RESULTS: A total of 1000 participants were randomized (500 in the active OMVM group and 500 in the placebo group). The median (IQR) age was 67 (60-72) years, and 730 (73%) were male. Median (IQR) follow-up was 48 (34-58) months. The primary end point occurred in 175 participants (35%) in the active OMVM group and 175 (35%) in the placebo group (hazard ratio [HR], 0.99 [95% CI, 0.80-1.22]; P = .92). The 5-year event rate for the primary end point in the EDTA chelation + active OMVM group was 34.0%; in the EDTA chelation + placebo OMVM group, 35.7%; in the placebo infusion + active OMVM group, 36.0%; and in the placebo infusion + placebo OMVM group, 34.3%. The comparison of the active infusion + active OMVM with the placebo infusion + placebo OMVM was not significant (HR, 0.91 [95% CI, 0.67-1.23]; P = .54). Although nonsignificant, there was a numerically higher event rate of MI, stroke, mortality from cardiovascular causes in the active OMVM compared to placebo OMVM group.

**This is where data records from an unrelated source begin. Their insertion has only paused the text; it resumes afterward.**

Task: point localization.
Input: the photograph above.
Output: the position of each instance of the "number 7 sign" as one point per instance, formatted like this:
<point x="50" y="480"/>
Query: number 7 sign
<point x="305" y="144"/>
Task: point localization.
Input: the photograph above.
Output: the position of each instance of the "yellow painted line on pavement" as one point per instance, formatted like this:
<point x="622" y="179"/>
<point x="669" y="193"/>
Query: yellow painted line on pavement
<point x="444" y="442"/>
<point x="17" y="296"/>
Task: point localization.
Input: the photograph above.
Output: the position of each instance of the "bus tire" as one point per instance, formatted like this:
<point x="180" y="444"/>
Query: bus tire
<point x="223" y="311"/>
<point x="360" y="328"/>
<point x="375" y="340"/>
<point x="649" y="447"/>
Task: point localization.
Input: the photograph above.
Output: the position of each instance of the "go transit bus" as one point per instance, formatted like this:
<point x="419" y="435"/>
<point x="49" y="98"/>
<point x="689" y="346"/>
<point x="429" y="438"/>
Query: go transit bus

CONCLUSIONS AND RELEVANCE: The results of this randomized clinical trial demonstrated that, for participants with chronic coronary disease, diabetes, and a previous MI, high-dose OMVM alone or in conjunction with EDTA-based chelation did not reduce cardiovascular events.

TRIAL REGISTRATION: ClinicalTrials.gov Identifier: NCT02733185.


Clinical Comments

Cardiology

Although mainstream medicine has not advocated vitamins and chelation after myocardial infarction, there is a growing group promoting this therapy. TACT2 helps clarify the issue.

Family Medicine (FM)/General Practice (GP)

This information is probably relevant for multivitamins in other health conditions also (i.e., of no benefit beyond placebo).